En política resulta fácil hacer trampas cuando la ciudadanía es crédula y carece de amor propio o está apaleada por la vida. Si no se exige la verdad, se tragan las mentiras que alguien sepa dar; entre ellas, la de que no hay nada que hacer.
Demasiado a menudo solo tenemos oídos y ojos para los demagogos; «los cortesanos de la voluntad popular», los llamó el sociólogo Robert Michels. Estamos ‘hechos’ para oír determinadas cosas y no otras. Al renunciar al sentido crítico, nos instalamos en lo convencional y nos permitimos criticar solo lo que no está ampliamente aceptado. Este hábito de muchos produce una regresión democrática.

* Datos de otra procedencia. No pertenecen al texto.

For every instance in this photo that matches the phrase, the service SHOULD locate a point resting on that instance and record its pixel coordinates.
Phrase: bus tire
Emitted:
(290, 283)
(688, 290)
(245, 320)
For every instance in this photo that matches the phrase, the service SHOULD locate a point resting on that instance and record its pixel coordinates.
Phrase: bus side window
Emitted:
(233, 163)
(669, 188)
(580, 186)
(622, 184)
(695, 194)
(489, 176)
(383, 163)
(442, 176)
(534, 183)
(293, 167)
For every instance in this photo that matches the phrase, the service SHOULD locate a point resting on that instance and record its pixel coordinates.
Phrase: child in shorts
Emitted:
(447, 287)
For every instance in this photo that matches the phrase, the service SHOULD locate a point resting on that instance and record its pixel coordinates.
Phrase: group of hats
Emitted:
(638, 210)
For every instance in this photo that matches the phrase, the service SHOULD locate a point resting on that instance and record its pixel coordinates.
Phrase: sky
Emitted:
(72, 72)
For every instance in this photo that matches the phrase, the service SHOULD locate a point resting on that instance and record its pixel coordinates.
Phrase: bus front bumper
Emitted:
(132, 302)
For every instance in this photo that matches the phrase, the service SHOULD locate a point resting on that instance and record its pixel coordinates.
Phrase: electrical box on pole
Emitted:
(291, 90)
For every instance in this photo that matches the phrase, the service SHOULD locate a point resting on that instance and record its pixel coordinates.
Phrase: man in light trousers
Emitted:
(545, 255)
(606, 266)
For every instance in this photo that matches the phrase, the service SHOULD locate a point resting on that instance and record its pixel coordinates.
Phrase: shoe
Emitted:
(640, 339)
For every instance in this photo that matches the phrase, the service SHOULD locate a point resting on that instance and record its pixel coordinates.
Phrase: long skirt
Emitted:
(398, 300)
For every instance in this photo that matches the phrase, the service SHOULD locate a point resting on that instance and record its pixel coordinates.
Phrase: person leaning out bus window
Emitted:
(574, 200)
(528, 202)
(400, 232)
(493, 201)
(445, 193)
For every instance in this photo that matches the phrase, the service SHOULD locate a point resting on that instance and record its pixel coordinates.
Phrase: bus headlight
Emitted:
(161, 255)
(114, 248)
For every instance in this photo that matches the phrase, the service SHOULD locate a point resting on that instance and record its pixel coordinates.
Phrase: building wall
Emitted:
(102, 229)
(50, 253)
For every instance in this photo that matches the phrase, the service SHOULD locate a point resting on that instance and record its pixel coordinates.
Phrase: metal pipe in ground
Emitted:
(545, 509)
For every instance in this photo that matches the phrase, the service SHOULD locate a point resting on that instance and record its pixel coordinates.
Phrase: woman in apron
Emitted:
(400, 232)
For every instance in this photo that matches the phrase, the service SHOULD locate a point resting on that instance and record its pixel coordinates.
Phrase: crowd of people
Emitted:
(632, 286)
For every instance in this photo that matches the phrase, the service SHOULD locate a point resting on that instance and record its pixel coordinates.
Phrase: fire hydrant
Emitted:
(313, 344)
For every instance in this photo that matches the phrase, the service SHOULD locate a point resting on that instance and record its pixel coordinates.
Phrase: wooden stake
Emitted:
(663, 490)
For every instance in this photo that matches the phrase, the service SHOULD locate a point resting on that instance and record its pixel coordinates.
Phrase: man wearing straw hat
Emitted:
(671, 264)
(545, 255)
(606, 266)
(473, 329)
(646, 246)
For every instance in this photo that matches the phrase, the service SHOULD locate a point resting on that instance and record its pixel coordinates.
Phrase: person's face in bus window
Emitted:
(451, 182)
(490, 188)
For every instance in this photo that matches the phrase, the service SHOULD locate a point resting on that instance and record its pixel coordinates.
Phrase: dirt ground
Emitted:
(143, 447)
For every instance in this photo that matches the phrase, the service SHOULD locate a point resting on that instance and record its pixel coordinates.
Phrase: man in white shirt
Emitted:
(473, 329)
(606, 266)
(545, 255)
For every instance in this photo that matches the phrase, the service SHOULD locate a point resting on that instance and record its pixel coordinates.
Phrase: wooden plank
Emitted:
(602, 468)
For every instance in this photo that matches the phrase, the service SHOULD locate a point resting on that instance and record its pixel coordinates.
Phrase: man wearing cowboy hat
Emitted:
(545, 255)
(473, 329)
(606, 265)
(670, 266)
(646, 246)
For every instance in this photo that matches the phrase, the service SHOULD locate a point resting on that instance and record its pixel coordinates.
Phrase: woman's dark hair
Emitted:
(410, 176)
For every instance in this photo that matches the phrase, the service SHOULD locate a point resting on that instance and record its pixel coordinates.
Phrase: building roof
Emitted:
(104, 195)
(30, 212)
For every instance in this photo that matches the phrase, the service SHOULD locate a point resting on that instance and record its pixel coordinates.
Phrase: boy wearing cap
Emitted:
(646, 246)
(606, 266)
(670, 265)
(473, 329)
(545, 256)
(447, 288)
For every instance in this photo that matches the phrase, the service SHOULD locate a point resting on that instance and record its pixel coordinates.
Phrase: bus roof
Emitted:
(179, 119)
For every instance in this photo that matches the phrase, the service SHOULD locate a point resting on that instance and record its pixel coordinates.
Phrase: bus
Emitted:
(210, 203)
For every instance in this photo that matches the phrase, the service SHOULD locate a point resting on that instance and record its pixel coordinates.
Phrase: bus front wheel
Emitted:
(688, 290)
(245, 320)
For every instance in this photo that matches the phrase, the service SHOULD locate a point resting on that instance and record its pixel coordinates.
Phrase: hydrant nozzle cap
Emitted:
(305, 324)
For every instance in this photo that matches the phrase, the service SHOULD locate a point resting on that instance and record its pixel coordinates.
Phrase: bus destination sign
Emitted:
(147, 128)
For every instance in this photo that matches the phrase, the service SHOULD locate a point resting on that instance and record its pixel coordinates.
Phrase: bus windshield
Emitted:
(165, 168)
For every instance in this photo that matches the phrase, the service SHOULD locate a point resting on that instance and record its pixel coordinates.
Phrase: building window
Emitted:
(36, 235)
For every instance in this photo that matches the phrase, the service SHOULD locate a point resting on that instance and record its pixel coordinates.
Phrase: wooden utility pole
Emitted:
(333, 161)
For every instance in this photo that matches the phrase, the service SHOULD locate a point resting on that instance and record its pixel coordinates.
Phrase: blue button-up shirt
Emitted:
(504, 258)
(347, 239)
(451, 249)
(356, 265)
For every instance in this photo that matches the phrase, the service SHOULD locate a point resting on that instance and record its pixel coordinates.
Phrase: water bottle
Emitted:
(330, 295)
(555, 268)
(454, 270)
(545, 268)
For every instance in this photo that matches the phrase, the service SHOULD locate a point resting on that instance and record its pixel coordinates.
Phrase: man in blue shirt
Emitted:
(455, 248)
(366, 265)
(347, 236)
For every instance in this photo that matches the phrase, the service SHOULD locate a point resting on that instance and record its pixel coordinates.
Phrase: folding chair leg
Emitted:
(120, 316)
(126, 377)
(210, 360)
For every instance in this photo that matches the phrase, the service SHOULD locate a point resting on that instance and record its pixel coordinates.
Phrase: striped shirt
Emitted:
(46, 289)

En cambio, estar en forma democrática supone escuchar y hablar de forma abierta, estableciendo una conexión emocional con quien tengamos delante y renunciar a ser presuntuosos e ignorantes.
El peligro es habitar cavidades subterráneas y cerrar filas con personas de actitudes retrógradas; a menudo lo son quienes se etiquetan como progresistas. Julio Rey Pastor, uno de los mejores matemáticos españoles del siglo XX, ironizaba en una carta a Ramón y Cajal en 1933 sobre «nuestros trogloditas monárquicos o republicanos». Ambos científicos habían celebrado la República, pero sabían que había cavernícolas en todas las posturas políticas; y no lo ocultaban, no se permitían ser sectarios.
La clave del progreso de un equipo es querer y saber «unir los esfuerzos de mentes divergentes», escribió Alexis de Tocqueville. Solo así se puede entrar en un círculo virtuoso y dejar atrás los signos y consignas que nos atosigan. Con esta actitud, hace 30 años se logró el gran éxito de los Juegos Olímpicos de Barcelona’92.